Okay das schau ich mir mal an...

Aber ich beschreib mein Problem nochmal genauer vielleicht kennst du dazu auch ne coole Variante ...

Also ich hab Object1 das hat eine 1:n beziehung zu Object2...

Das heißt Object1 hat eine EList<Object2>...

So nun stell ich von Object1 alle Object 2 in einem TableViewer dar.

Dafür hab ich dem oberen ContentProvider geschrieben. Es gibt einen Add/Remove Dialog für Object2.
Das heißt wenn ich Object1 ein Object2 hinzufüge muss ich ich den tableviewer refresehen.
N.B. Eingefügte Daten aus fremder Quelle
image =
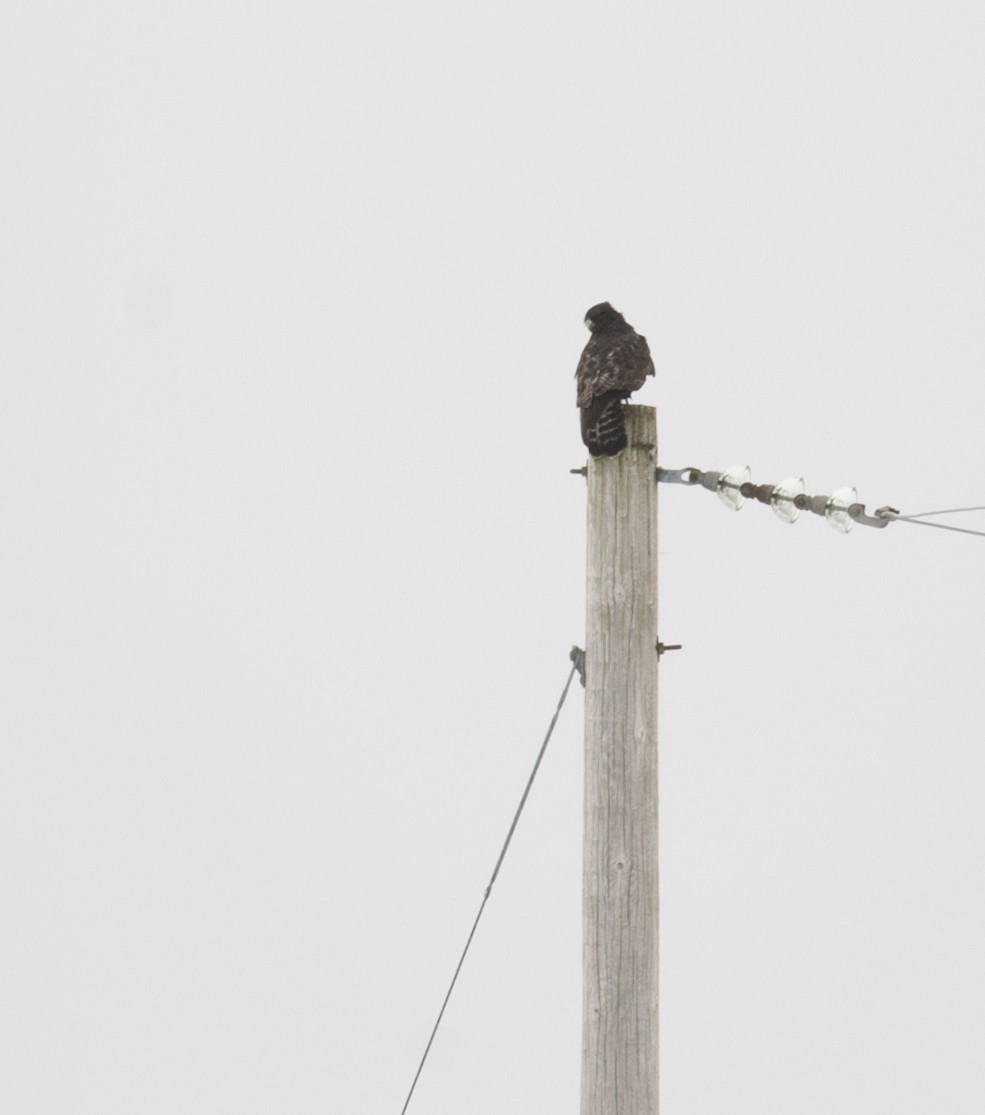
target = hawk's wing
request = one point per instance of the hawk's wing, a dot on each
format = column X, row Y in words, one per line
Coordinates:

Aber ja nur auf das attribut von wenn sich die Liste änder darum der switch case.

Verständlich?


----------



## Wildcard (10. Dez 2010)

> Das heißt wenn ich Object1 ein Object2 hinzufüge muss ich ich den tableviewer refresehen.
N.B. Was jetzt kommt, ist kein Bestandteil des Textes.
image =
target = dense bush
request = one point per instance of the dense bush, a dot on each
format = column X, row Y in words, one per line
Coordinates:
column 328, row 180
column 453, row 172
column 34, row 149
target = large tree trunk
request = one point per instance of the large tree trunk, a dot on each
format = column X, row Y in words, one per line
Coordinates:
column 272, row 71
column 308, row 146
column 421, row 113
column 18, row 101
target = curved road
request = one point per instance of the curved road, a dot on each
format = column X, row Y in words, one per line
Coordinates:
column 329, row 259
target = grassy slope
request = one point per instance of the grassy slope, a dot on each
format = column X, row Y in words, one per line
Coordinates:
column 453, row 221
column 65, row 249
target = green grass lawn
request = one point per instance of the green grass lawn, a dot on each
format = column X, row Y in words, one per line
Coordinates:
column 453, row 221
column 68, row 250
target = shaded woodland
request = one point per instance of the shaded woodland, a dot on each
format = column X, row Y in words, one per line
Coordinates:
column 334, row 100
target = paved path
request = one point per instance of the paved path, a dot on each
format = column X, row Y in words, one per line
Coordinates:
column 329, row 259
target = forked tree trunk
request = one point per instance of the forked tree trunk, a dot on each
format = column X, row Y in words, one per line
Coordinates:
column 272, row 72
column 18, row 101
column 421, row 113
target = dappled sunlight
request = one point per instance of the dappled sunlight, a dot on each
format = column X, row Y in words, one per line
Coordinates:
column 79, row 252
Nein, musst du nicht, der AdapterFactoryContentProvider  und AdapterFactoryLabelProvider macht das automatisch, auch bei strukturellen Änderungen.


----------



## Gast2 (13. Dez 2010)

okay versuche ich das mal... Extra nen eigenen geschrieben shit^^...


----------



## Gast2 (13. Dez 2010)

Wildcard hat gesagt.:


> Nein, musst du nicht, der AdapterFactoryContentProvider  und AdapterFactoryLabelProvider macht das automatisch, auch bei strukturellen Änderungen.



Mhm also irgendwie kapier ich es nicht... hab mit jetzt den edit code generieren lassen

Hab nur ein Object1ItemProvider und ein Object2ItemProvider

und eine ItemProviderAdapterFactory dann hab ich folgendes gemacht aber es passiert gar nichts...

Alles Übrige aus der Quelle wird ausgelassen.